Instructional Materials:

Are the materials you select for the instruction conducive to meeting the child(ren) with special needs?

Can they see, hear or touch the materials to maximize learning?

Are the instructional materials selected with all of the students in mind?

What are your visuals and are they appropriate for all?

What will you use to demonstrate or simulate the learning concept?

What other hands on materials can you use to ensure that the students with needs will understand learning concepts?

If you are using overheads, are there extra copies for students who need to see it closer or have it repeated?

Does the student have a peer that will help?


Do the students understand the vocabulary necessary for the specific concept you are going to teach?
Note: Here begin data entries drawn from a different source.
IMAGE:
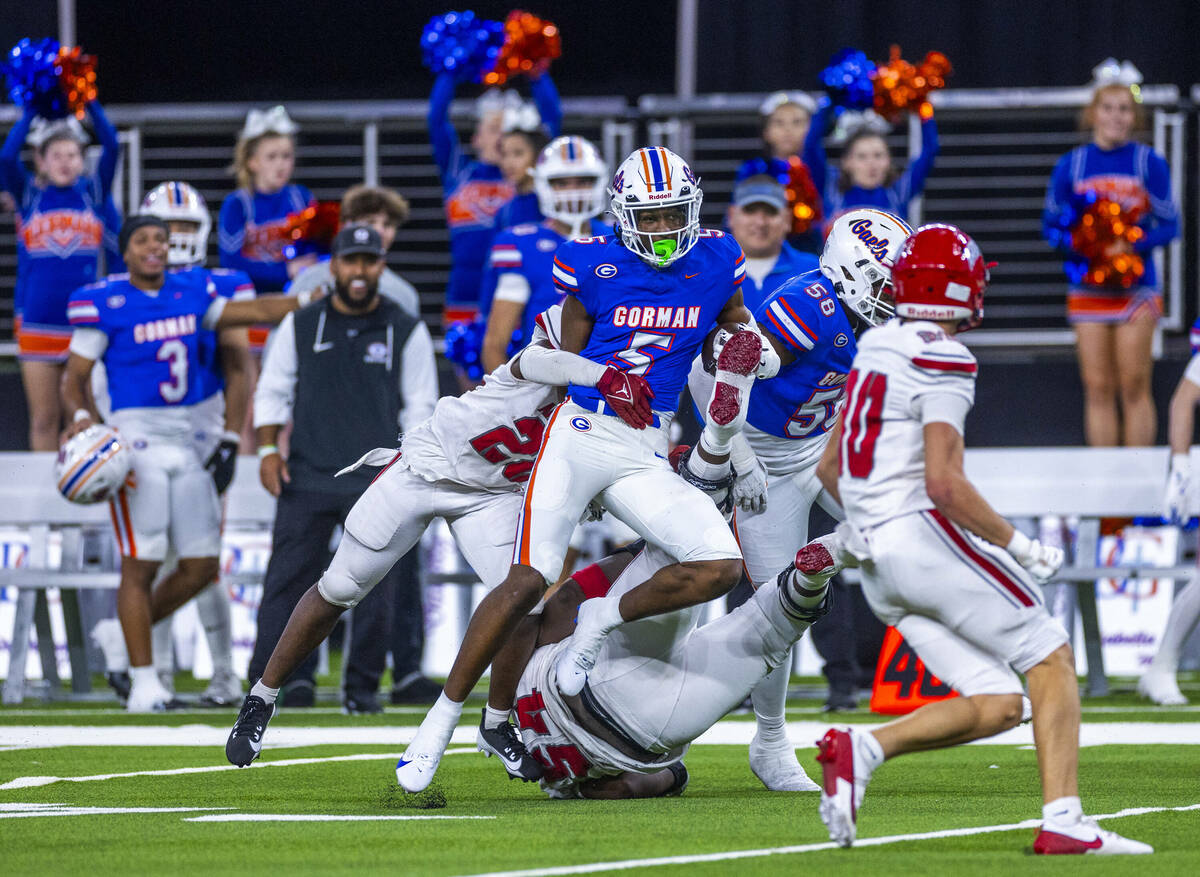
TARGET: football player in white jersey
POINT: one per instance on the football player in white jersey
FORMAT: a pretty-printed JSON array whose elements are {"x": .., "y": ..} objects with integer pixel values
[
  {"x": 937, "y": 562},
  {"x": 467, "y": 464}
]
Is there a need to focus first on the vocabulary prior to starting the lesson?

How will you introduce the new vocabulary to the students?

What will your overview look like?

How will your overview engage the students?

Lesson Content

Does your lesson focus completely on the content, does what the students do extend or lead them to new learning? (Wordsearch activities rarely lead to any learning)

What will ensure that the students are engaged?

What type of review will be necessary?

How will you ensure that students are understanding?

Have you built in time for a breakout or change in activity?

Many children have difficulty sustaining attention for lenghty periods of time. Have you maximized assistive technology where appropriate for specific students?

Do the students have a element in choice for the learning activities?

Have you addressed the multiple learning styles?

Do you need to teach the student specific learning skills for the lesson? (How to stay on task, how to keep organized, how to get help when stuck etc).

What strategies are in place to help re-focus the child, continue to build self-esteem and prevent the child from being overwhelmed?


Do you have alternate means of assessment for students with special needs (word processors, oral or taped feedback)?

Do they have a longer time lines?

Have you provided checklists, graphic organizers, or/and outlines?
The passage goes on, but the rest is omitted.